May we keep all this in mind as we hold the Church in the Province of the West Indies in our hearts.
[1] Columbus set sail for the “Indies” 530 years ago, on August 3, 1492.
[2] The conflict from 1642 to 1651 was between the Roundheads (Parliamentarians) and the Cavaliers (Royalists). The Cavaliers adopted “Loyalty and Piety” as their slogan with loyalty being expressed through submission to the monarch and piety being expressed in the use of the Book of Common Prayer. England’s first exploits in the Caribbean back in the late 16th century as Sir Walter Raleigh (1552 – 1618) tried converting Indian rulers to the Protestant faith and forming an alliance with them against Catholic Spain. “Protestant England,” Kevin Ward writes, “had no more concern for the souls of the indigenous populations, the Carib and Arawak, than had the Spanish. Indeed, less so: there was no Anglican theologian of the stature of the Dominican Fra Bartolomé de las Casas to defend the native Americans as fully human, though the Elizabethan clergyman Richard Hakluyt, who publicized English exploits across the globe, made use of las Casas in his attack on Spain’s treatment of the American Indians.” Kevin Ward, A History of Global Anglicanism, 83.
[3] Noel Titus, “The Church in the Province of the West Indies” in The Wiley-Blackwell Companion to the Anglican Communion, 517.
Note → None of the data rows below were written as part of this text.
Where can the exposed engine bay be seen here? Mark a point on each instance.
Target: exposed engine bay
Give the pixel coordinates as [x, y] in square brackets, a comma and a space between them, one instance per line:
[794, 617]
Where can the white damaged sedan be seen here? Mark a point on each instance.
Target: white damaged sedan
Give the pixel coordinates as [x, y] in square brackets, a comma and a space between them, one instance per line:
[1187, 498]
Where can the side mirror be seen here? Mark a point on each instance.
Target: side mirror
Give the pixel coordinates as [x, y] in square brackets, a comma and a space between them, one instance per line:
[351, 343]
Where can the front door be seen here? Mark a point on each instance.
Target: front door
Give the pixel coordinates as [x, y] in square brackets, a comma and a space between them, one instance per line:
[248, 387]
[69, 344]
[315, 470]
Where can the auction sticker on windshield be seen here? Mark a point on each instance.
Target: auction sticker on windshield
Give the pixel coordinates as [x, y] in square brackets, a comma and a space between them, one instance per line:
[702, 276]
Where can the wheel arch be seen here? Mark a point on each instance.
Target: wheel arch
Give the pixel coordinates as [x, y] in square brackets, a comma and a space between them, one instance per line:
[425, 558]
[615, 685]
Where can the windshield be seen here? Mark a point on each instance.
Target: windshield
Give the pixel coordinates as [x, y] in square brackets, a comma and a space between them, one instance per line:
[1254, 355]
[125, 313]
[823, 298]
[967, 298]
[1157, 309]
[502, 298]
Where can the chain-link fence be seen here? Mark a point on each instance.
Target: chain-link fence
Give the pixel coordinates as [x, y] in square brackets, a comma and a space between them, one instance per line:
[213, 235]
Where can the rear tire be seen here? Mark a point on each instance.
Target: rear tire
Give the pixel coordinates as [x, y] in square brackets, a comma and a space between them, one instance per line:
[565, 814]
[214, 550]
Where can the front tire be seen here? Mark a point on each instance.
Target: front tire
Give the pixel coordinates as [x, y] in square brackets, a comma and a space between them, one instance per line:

[4] “The island legislatures and the parish vestries had considerable powers, not least because they financed the upkeep of the church fabric and paid the stiped of the minister. Priests were sometimes paid in sugar. They themselves became sugar planters and slave owners. While originating from Britain themselves, they came to reflect the mores and attitudes of the plantocracy.” Ward, History, 85. Also, see A. C. Dayfoot, The Shaping of the West Indian Church 1492 – 1962 (Kingston: University of the West Indies, 1999), 85 – 90.
[5] One Evangelical abolitionist wrote, “What a frightful mockery is this! A Society holding the Bible in one hand and the cart-whip clotted with blood of the African in the other, with one eye fixed in pious veneration on the Cross, the other on the drooping slave degraded down to the lower animals.” Regulations of 1819, quoted by Leroy Errol Brooks, ‘The Church and the Abolition Movement in the British Caribbean,’ unpublished M. Th. dissertation, Columbia Theological Seminary, 1986, p, 62, as quoted by Ward, History, 87.
[6] http://news.bbc.co.uk/2/hi/uk_news/4694896.stm
[7] The Rev. James Ramsay (1733 – 1789), a Scot from Aberdeenshire who served as a parish priest in St. Kitts, was a vocal abolitionist who became a major influence on William Wilberforce.
[8] Noel Titus, “The Church in the Province of the West Indies” in The Wiley-Blackwell Companion to the Anglican Communion, 519. “In the Caribbean itself, Quakers and Moravians, Baptists and Methodists, were more critical of slavery. They were not so bound up in the slave economy of the British Caribbean islands as the Church of England (though the Methodist missionary Thomas Coke, in his concern to reach planters as well as black slaves, was reluctant to make too much of an issue of it).” Ward, History, 87.